Application of mechanism-based PKPD model to identify optimal dosing regimens for future development of oraxol.

Gaudy

Liu

et al. 2013

JCO

e13505 Background: Paclitaxel (PTX) is a widely used potent anticancer drug that blocks mitosis by stabilization of microtubules. Previous attempts for oral administration of PTX have been unsuccessful at least partly due to its affinity for the efflux pump, P-gp. Oraxol is an oral formulation of PTX combined with a novel potent P-gp inhibitor, HM30181A, to maximize absorption of paclitaxel without itself being systemically absorbed. A population PK/PD model was developed to characterize the temporal relationship between PTX exposure and neutropenia, and subsequently model-based simulations were utilized to determine the optimal dosing strategy for oraxol. Methods: Oraxol was administered to 68 (51M/17F) patients with various malignancies.
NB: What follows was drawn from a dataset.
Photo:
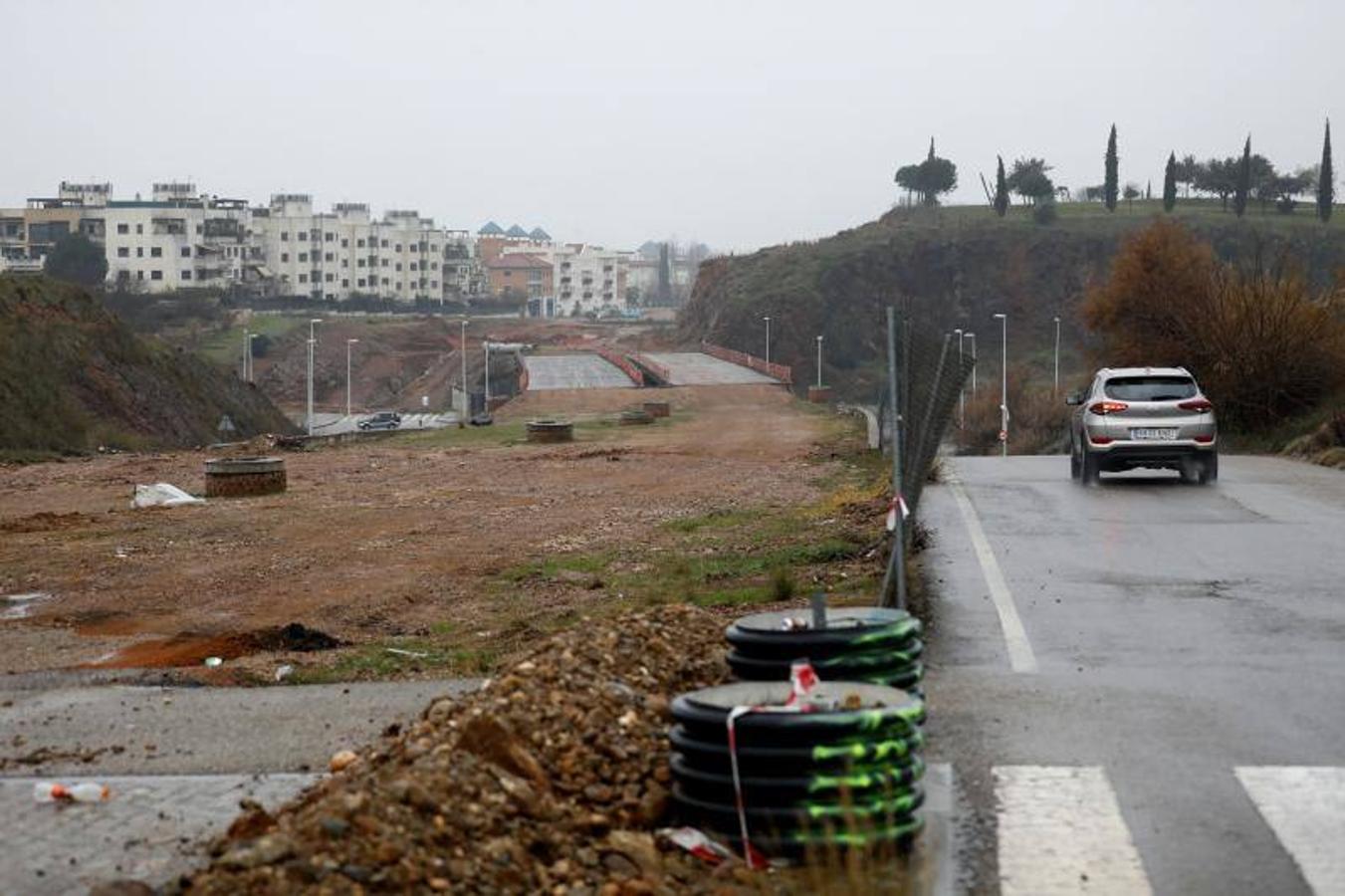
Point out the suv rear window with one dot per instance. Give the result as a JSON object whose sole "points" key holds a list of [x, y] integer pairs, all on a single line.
{"points": [[1150, 387]]}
Oraxol dose levels ranged from 60 to 420 mg/m2 QW, and 90-150 QWx2 for 3/4 weeks. Population PKPD modeling was performed with the following patient factors: [BSA (1.29-2.15 m2), ECOG PS scores (97% pts ≤ 1), age (36-81.4 yrs), CrCL (39.6-132.8 ml/min), ALB (2.3-4.8 mg/dL), ALT (6-61 IU/L), TBIL (0.2-1.6 mg/dL), and smoking status (NS:57%)]; followed by model validation. Simulations assessed the influence of dose and schedule on the time course and the extent of neutropenia. Results: A precursor-dependent indirect PKPD response model, including three transit compartments was employed to describe the time course of ANC after oraxol administration. Mean predicted (%SEM) baseline ANC and MTT of neutrophils in plasma were 3.6 (3.9) x109 cells/L and 6.3 (4.2) days. The magnitude of the inhibition on marrow cells was 3.3% per 100 ng/mL of PTX. Model validation results showed excellent concordance with the observed and simulated ANC profiles at the 150 mg/m2 dose level. Simulations showed that severity of neutropenia was dose- and schedule-dependent. The optimal dosing scenarios for oraxol 150 mg/m2QDx3 and QDx5 showed the incidence of grade ³3 neutropenia to be 53.8% and 58%, respectively. Simulated grade 4 neutropenia was 25 and 34.6% for the same regimens; similar to IV PTX. Conclusions: A PKPD model quantifying the neutropenic effect of oraxol has been developed. The model predicts that the QDx3 or QDx5 oraxol dosing 3/4 weeks may optimize efficacy with manageable toxicity.